MoE stability and distribution shift
The paper mitigates expert imbalance via auxiliary losses and data-aware calibration (Section 2.2), but MoE routing can still be sensitive to domain shifts; robustness across highly novel inputs is not deeply analyzed.
Video modeling
Video results are competitive but not dominant across the board (e.g., Table 9 “Video-MME” 62.70; “TempCompassavg” is strong but varies by model). Only 16 frames are sampled, which may miss long-range temporal cues (Tables 8–9 notes).

7. Implications and Future Directions¶

Field impact
Demonstrates that carefully engineered pipelines—progressive visual–language alignment, high-quality multimodal data, and staged SFT–RL—can make smaller LVMs attain broad SOTA-level performance.

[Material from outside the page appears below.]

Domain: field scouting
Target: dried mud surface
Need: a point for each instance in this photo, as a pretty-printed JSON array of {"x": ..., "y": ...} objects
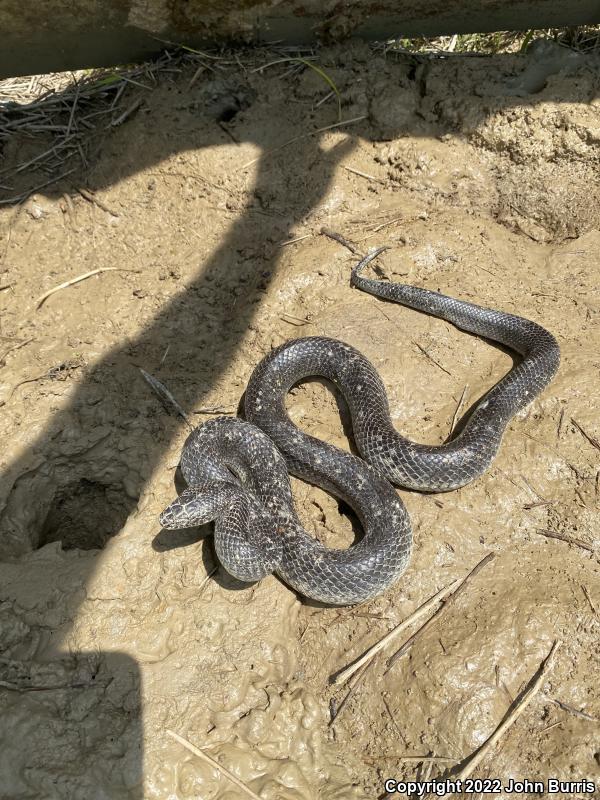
[{"x": 112, "y": 632}]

This rebuts the idea that only massive dense models can be strong generalists at multimodal tasks (Figures 1–2; Tables 8–10).
Practical applications
OCR-heavy and document workflows (DocVQA, OCRBench), chart/table understanding, retail/screenshots UI analysis, and enterprise tools benefit directly from the strong fine-grained perception (Tables 8–9).
Education, step-by-step tutoring, and technical support chatbots can leverage the “thinking” variants for math/logical reasoning (Table 10).

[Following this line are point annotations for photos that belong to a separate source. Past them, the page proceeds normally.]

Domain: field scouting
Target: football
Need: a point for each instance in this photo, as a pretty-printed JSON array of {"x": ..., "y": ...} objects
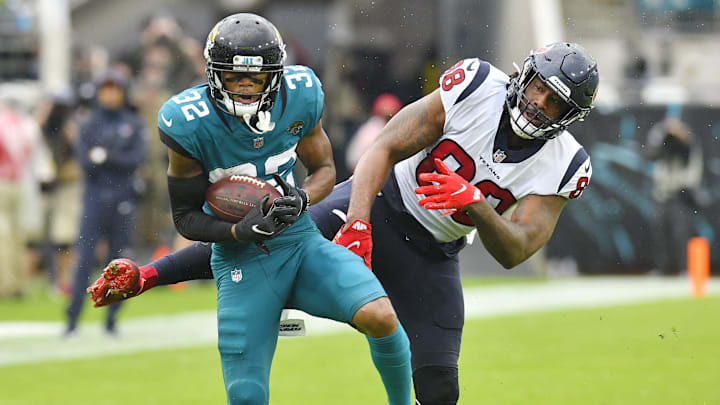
[{"x": 232, "y": 197}]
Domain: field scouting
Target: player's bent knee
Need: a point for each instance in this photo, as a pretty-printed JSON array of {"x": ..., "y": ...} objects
[
  {"x": 376, "y": 318},
  {"x": 436, "y": 385},
  {"x": 246, "y": 392}
]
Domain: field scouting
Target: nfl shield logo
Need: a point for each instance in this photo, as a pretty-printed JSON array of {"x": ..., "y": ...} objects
[{"x": 499, "y": 156}]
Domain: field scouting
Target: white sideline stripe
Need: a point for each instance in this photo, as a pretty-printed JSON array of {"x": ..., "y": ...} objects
[{"x": 36, "y": 342}]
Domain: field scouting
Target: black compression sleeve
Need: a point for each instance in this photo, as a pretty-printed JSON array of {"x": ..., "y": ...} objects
[
  {"x": 187, "y": 196},
  {"x": 189, "y": 263}
]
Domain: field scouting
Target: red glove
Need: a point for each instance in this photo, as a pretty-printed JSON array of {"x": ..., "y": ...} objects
[
  {"x": 121, "y": 279},
  {"x": 451, "y": 193},
  {"x": 358, "y": 238}
]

Video QA and multi-image analytics for surveillance, sports, or media summarization are supported, though further temporal modeling could help.
Follow-up research
Training transparency and reproducibility: publish exact token counts per stage and reconcile dataset-size discrepancies.
Better reward models for reasoning: move beyond binary rewards (0/1) to graded signals; explore process-level verifiers tailored to multimodal content.
Robustness and safety: stress tests for hallucinations under domain shift; more comprehensive hallucination auditing beyond HallusionBench (Tables 8–9).
MoE routing under multimodal distributions: deeper analysis of expert specialization across vision-text domains and time (video).
Video scaling: richer temporal sampling policies or long-context architectures to push long-video benchmarks.
Data diversification: reduce reliance on closed-source APIs for scoring/annotations; invest in community-governed, audited datasets.

Bottom line: SAIL-VL2 shows that an efficiency-first recipe—progressive SAIL-ViT alignment, a rigorous data pipeline (SAIL-Caption2, SAIL-Instruction2, curated video), and a staged SFT–RL “thinking” procedure—can deliver leading open-source multimodal performance at 2B/8B scales, with especially strong reasoning in the 8B-think model (Tables 8–10; Sections 2–4, 6).